Tuesday, August 16, 2005

August 16, 2005
Tomorrow will be my 1,000th blog. Hard to believe. It actually feels like much longer. Ha. I'll have the stats you need to know.

I forgot to mention that Jeff Hildebrandt and the Westerns Channel also won a Golden Boot and it was great to see Jeff get the recognition he deserves. The director of the show confided to me that their attendance had been on a long, slow slide to oblivion until the Westerns Channel began to run pieces on the awards show. Last year they saw record attendance and this year it was packed also. Producer Rob Word and Michael Emerson are to be credited as well. It's all for charity and they do a ton of work for free. But hey, when you love the West like these guys, it ain't even work, because as the Old Vaqueros were fond of saying:

"It's only work if you'd rather be some place else."

On the way home from Hollywood Dave and I stopped at the George S. Patton museum at Desert Center (east of Palm Springs and west of Blyth). For one thing, every trip over, we were tired of looking at those three big pipes coming out of the mountain, just east of there and wondering, "What the hell is that thing?" We wondered the same thing last year, and as Dave pulled off the freeway I said, "Are you tired of driving by here and not knowing?" Dave laughed and we went inside and paid our $8 and found out the skinny.

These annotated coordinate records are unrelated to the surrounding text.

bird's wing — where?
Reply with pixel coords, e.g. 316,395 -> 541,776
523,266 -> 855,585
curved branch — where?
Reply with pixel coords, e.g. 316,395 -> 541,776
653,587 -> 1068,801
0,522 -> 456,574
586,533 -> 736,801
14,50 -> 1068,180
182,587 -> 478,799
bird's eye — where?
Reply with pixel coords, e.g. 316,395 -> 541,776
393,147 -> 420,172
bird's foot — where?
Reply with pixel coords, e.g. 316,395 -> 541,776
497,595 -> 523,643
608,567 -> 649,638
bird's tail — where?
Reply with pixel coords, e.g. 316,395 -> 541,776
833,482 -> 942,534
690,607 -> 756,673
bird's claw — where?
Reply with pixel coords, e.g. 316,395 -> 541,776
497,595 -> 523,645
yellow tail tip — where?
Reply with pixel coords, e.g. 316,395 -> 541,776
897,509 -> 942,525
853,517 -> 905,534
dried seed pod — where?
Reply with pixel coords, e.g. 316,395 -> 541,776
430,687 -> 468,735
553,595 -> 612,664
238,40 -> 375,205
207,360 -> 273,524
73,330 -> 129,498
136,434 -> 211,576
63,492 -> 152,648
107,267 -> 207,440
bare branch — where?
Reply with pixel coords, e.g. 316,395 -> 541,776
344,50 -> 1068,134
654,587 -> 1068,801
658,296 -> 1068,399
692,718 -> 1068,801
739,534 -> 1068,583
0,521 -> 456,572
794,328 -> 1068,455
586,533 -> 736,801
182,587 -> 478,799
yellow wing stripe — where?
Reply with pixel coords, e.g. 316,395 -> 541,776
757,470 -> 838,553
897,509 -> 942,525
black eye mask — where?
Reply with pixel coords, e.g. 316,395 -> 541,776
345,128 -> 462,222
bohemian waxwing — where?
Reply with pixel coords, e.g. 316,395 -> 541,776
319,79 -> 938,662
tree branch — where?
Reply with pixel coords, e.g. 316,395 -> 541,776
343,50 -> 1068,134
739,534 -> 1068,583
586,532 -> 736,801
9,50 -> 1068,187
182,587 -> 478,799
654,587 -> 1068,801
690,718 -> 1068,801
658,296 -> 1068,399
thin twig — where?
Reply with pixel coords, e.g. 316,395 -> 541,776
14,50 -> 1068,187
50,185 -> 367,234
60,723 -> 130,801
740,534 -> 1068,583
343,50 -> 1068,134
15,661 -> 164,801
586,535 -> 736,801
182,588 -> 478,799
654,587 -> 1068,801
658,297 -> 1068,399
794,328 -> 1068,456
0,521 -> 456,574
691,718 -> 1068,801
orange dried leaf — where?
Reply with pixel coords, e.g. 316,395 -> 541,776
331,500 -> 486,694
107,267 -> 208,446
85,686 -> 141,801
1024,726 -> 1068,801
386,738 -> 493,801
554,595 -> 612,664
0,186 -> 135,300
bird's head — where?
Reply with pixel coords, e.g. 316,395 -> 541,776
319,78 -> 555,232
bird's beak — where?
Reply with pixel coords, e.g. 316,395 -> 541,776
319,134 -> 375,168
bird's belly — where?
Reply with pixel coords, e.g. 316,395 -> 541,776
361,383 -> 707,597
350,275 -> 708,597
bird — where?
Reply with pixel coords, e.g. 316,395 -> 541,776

According to the woman who runs the museum those three big pipes are part of the Southern California water project, which pumps water, out of the Colorado River at Parker Dam, then right through the mountain and into LA. Amazing.

Enjoyed the museum. I love George's line, "I'm not training you men to die for your country. I'm training you so that someone else will die for his country." Now that's profound. I also didn't know that "Old Blodd and Guts" survived a ton of battles but was killed in a traffic accident in Germany several months after the war. All that risk and then Kpow, he gets T-boned by a bad driver? Too ironic and humiliating for my tastes.

"Responsibility is the price of freedom."